Fue fundada por los Reyes Católicos en Sevilla, donde se instaló el primer tribunal, en 1478. Se creaba para terminar con los falsos judíos conversos. Madrid acataba las órdenes del Tribunal de Toledo, hasta 1650, que consigue sede propia.
En 1780, el órgano se trasladó al Consejo Supremo del Santo Oficio, en la calle Torija, 12, desde el Convento de Nuestra Señora de Atocha. En la fachada se leía «Exurge Domine et judica causam tuam» («Álzate Dios y juzga tu causa»). Tras la sentencia, los condenados se movían a la Plaza de Santo Domingo, mientras recibían humillaciones e insultos. Ahí estaba el Monasterio de Santo Domingo, donde se ubicaban las mazmorras y esperaban el castigo. En 1869 lo echaron abajo y en la misma ubicación se construyó el hotel Santo Domingo. Aquí se conservan las cuevas donde la Inquisición guardaba parte del archivo de los autos de fe, que se hicieron hasta 1795. Actualmente, es la coctelería del hotel.

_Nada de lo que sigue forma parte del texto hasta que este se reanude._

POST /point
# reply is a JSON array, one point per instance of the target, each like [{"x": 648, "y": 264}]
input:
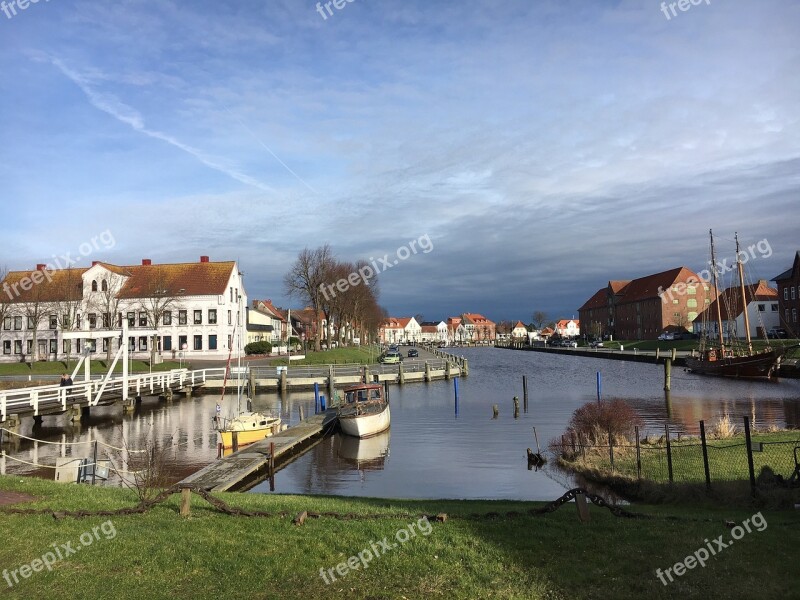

Muchos fueron a la Plaza Mayor, donde les esperaba la hoguera, el garrote vil o la horca. Iba incluso la familia real. A finales del siglo XVIII las ejecuciones se trasladaron a la Plaza de la Cebada.
Otros iban a los quemaderos. Había dos: uno junto a la Puerta de Alcalá y otro en la Glorieta de San Bernardo. El primero estaba entre Claudio Coello y Conde de Aranda. Aquí los procesaban por brujería, pactos con el diablo o el que no tuviera buenas costumbres. A veces, primero prendían fuego a la barba de los condenados, para que vieran lo que les esperaba. En 1743, el quemadero se trasladó a la Glorieta de San Bernardo, fuera de los muros para que no oliera a carne quemada. En este lugar estuvo el Hospital de la Princesa, actualmente no existe, pero la leyenda cuenta que, al urbanizar, había en el suelo una capa de betún negro de los cuerpos quemados. Ahora es un bloque de edificios con terrazas donde cuelga vegetación.
En la esquina de la calle Cabeza con Lavapiés, estaba la Cárcel Eclesiástica de la Corona. Aquí aún se encuentran las mazmorras que se usaban de celda y lugar de martirio de los condenados. Después de la Inquisición se usó para cocheras, cuadras y almacén y hoy día es el sótano de un centro de mayores.
Hay calles que recuerdan las torturas. Una es la calle de la Ventosa. De Juana Picazo, o la Ventosa, decían que era curandera y utilizaba una ampolla de vidrio para curar. Dicen que perteneció a San Isidro y los clientes se quejaron al Santo Oficio de que no funcionaba. Acusada de brujería, su castigo fue raparle la cabeza y untarla con un pez, para después cubrirla de plumas. La montaron en un burro y le pasearon por Madrid, mientras le tiraban de todo. En la calle del Cenicero, cerca del Caixa Forum, vivía el gremio de los ceniceros, quienes se encargaban de recoger las cenizas de las víctimas, que transformaban en un potente limpiador.
La Inquisición llegó también a las procesiones. Había dos: la de la Cruz Verde, por llevar tal cruz hasta donde se celebraba el auto, y la de la Cruz Blanca que iba hasta los quemaderos. En la Plaza de la Cruz Verde se ejecutaba a los condenados. En 1680 fue el último auto de fe, los cuales se celebraban sin público y se conocían como autillos.
Muy cerca del Cuartel de Conde Duque, se encuentra la casa encantada de Conde Duque. Según la leyenda, en una taberna que había en el edificio, se reunían delincuentes a jugar a las cartas. Tras una de las partidas, empezó una pelea y para finalizarla apareció un duende. Cuando dicha criatura se fue, la trifulca continuó. En el bloque siguió viviendo gente, a pesar de las advertencias de las apariciones. Como el lugar se convirtió en punto de encuentro de ladrones, los vecinos pidieron que la Inquisición hiciera algo para que se fueran los duendes. Así pues, se exorcizó la casa, se quemó y fue rociada por agua bendita, pero los duendes no se supo nada.
Las iglesias del centro fueron testigos de los edictos de fe. A través de ellos, se avisaba a los fieles de su obligación de delatar a los herejes de forma anónima. Ejemplos de dichas iglesias fueron la de San Francisco el Grande, San Sebastián o San Martín, donde se denunciaban unos a otros según sus intereses. No se abolió definitivamente hasta julio de 1834 por Real Decreto, firmado por María Cristina de Borbón.